Dutta got the idea from watching other scientists work on long non-coding RNA in her father’s molecular biology and genetics lab at the University of Virginia.
“2953 had been discovered, people knew that it was in muscle, but no one knew what it was doing,” Dutta said, noting that since she now knows what 2953 does, the next phase of her research is to figure out how it works.
Monticello High School student Kelly Bao also won a first-place prize in chemistry for her examination of free radicals in cooking oil.
“These are not garden-variety science projects. They represent out-of-the-box ideas that can solve real-world problems, and they lend themselves to practical application,” Prillaman added. “The expanse of intellectual vigor these students have developed and demonstrated simply is overwhelming.”

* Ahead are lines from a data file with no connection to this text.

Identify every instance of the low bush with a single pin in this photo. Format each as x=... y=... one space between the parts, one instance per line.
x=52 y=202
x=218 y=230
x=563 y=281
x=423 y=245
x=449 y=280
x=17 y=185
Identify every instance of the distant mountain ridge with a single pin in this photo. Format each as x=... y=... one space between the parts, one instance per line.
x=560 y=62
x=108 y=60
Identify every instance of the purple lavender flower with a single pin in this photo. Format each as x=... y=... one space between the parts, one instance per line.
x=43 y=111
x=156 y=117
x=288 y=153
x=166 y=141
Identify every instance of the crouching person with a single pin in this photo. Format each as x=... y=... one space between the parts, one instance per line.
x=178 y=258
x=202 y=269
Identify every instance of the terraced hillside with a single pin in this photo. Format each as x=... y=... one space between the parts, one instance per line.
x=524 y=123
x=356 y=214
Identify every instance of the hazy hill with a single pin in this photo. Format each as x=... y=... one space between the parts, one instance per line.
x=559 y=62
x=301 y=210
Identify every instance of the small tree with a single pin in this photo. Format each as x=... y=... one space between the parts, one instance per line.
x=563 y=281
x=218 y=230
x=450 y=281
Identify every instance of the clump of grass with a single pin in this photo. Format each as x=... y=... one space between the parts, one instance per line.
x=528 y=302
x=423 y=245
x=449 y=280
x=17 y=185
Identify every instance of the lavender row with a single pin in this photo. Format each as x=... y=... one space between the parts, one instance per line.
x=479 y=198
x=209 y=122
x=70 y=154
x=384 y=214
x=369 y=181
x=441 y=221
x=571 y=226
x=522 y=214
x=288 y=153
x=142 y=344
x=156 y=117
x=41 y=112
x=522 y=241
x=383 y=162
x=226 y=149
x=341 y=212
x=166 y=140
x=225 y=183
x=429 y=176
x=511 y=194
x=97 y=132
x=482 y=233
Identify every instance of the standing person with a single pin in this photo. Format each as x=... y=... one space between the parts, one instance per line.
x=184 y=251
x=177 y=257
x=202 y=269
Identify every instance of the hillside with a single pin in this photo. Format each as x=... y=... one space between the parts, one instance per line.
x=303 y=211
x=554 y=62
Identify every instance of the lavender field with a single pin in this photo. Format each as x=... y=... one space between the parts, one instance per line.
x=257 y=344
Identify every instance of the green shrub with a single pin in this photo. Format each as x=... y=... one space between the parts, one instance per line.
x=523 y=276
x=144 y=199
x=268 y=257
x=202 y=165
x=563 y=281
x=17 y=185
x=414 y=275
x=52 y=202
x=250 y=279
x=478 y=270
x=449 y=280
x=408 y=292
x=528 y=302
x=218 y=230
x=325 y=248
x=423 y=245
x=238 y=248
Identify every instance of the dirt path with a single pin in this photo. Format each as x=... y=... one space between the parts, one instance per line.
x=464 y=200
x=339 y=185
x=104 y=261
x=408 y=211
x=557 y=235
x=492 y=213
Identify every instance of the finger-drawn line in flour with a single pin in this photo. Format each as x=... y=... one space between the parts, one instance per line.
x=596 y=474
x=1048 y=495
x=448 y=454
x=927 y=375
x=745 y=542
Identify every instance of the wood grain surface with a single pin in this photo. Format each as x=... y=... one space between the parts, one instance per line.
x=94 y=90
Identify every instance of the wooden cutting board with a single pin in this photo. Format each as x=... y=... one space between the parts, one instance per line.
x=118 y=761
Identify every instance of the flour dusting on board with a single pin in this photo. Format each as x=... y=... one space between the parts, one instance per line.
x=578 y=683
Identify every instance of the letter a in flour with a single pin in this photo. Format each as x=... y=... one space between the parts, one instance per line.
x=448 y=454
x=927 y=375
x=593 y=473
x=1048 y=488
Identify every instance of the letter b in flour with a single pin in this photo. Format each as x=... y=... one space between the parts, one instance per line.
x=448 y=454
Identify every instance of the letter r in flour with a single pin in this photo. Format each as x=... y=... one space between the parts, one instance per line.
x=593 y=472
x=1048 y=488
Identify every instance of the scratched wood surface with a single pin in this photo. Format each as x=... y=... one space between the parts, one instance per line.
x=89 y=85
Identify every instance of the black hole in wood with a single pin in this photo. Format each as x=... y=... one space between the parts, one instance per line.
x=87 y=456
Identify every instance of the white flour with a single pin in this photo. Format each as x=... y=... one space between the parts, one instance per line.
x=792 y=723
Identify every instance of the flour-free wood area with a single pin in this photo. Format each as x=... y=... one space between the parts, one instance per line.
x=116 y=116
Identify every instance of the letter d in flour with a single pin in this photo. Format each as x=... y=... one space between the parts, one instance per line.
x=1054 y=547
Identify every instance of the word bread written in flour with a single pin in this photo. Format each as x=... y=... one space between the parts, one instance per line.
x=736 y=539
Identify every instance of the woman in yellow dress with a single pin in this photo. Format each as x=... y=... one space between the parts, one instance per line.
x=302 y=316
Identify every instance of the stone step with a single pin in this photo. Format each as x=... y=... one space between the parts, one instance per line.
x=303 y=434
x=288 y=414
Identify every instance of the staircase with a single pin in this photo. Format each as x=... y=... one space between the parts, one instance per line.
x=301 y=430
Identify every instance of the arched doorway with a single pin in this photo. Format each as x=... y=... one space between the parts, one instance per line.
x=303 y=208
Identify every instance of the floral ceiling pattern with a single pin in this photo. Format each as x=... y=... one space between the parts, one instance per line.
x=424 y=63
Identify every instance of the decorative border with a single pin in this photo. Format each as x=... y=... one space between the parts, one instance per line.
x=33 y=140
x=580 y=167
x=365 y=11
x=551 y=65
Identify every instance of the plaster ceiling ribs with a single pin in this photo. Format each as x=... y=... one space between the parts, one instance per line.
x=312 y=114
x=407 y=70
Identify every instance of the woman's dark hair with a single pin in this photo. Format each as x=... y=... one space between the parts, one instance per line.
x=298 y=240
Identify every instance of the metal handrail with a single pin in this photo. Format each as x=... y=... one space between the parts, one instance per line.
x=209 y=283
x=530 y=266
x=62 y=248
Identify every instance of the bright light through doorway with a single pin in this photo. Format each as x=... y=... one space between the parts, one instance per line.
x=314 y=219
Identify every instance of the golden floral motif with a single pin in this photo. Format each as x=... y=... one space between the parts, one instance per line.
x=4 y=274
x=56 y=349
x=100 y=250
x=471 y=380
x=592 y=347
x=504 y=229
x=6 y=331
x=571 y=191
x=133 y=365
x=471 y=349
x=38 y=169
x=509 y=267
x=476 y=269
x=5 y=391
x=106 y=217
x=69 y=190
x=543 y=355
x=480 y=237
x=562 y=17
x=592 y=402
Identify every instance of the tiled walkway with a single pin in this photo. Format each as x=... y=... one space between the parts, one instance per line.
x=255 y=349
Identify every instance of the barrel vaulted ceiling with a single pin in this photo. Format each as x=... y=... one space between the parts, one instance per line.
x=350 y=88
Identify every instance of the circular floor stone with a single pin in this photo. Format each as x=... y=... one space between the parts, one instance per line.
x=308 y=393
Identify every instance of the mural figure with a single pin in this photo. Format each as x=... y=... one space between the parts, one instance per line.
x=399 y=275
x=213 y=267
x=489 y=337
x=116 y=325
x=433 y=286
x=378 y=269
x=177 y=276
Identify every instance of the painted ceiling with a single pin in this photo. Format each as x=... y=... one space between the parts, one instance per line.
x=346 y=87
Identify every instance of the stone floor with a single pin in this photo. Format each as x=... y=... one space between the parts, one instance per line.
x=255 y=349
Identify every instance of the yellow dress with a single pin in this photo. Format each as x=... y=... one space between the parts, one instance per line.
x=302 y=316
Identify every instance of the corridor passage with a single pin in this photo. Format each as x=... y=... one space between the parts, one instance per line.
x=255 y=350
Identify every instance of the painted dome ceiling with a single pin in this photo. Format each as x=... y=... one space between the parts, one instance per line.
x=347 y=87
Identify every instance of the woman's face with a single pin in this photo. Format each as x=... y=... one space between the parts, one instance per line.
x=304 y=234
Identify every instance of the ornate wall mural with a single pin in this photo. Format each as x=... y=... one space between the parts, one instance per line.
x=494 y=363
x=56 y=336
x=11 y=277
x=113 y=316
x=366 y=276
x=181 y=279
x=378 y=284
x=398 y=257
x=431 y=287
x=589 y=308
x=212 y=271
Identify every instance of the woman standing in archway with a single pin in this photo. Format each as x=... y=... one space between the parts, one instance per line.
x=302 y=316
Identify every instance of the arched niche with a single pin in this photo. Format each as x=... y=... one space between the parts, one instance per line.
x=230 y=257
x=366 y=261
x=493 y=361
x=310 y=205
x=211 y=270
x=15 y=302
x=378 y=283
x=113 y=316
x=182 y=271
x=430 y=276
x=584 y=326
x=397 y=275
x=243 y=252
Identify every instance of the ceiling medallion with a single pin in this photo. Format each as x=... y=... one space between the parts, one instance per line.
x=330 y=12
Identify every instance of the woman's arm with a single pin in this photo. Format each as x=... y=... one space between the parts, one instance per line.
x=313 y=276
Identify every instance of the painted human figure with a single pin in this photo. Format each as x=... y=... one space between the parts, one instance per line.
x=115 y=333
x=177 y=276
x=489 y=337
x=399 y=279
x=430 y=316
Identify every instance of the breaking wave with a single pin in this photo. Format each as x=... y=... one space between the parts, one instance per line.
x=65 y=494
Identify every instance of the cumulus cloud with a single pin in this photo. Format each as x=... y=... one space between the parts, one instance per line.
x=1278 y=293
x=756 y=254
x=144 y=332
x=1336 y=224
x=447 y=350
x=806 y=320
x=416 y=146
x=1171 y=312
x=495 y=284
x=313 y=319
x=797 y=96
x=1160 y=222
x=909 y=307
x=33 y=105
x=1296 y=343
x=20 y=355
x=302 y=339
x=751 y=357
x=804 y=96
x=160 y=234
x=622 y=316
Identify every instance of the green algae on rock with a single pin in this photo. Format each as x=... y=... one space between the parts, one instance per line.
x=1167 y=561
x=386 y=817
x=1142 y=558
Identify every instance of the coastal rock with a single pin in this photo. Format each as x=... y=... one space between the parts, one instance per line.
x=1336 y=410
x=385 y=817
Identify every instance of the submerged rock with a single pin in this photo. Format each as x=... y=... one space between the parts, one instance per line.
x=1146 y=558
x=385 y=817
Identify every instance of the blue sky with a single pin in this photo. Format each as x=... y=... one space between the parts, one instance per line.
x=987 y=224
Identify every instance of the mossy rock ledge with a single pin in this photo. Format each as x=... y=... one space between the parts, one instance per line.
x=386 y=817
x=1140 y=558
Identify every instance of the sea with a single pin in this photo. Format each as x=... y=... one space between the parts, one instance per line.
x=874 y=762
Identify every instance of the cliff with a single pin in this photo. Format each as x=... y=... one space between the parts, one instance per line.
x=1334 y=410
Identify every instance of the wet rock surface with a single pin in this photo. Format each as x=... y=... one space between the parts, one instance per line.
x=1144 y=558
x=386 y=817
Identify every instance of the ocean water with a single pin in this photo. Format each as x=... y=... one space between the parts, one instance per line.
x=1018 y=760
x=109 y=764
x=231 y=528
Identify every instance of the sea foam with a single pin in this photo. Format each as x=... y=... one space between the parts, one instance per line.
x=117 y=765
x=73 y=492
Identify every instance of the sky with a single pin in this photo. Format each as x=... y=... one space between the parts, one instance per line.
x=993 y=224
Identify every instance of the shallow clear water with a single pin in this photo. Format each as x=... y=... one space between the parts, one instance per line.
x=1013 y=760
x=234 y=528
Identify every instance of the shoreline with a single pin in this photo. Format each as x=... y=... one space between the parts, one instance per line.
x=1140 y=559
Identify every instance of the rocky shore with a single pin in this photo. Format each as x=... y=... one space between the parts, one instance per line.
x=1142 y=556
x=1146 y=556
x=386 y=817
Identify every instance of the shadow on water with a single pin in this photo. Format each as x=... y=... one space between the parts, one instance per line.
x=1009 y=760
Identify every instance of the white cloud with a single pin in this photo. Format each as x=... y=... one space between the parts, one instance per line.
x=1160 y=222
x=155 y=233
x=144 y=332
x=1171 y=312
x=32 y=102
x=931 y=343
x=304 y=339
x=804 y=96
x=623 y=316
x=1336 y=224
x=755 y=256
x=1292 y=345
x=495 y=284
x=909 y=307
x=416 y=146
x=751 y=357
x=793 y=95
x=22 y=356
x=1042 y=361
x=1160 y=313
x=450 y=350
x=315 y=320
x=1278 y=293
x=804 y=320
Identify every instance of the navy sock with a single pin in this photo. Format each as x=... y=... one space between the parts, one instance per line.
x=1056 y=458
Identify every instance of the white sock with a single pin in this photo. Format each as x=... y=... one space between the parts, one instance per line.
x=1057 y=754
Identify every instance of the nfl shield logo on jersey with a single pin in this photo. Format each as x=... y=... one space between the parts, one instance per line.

Carol Stutzman, who oversees Western Albemarle’s Science Fair exhibits, agreed.
“The sophistication of the goals these students have set for themselves is beyond impressive,” Stutzman said.
“All three of our first-place winners focused on projects that can save lives, dealing with long-time medical conditions that threaten public health. The discipline, focus and research that went into these exhibits offer a powerful statement about the ability of our next generation of leaders to enhance the quality of our lives,” Stutzman added.
Selena and Caitlin’s work has qualified them for the Intel International Science and Engineering Fair in Los Angeles, where 1,600 finalists from about 7 million student science fair projects will compete.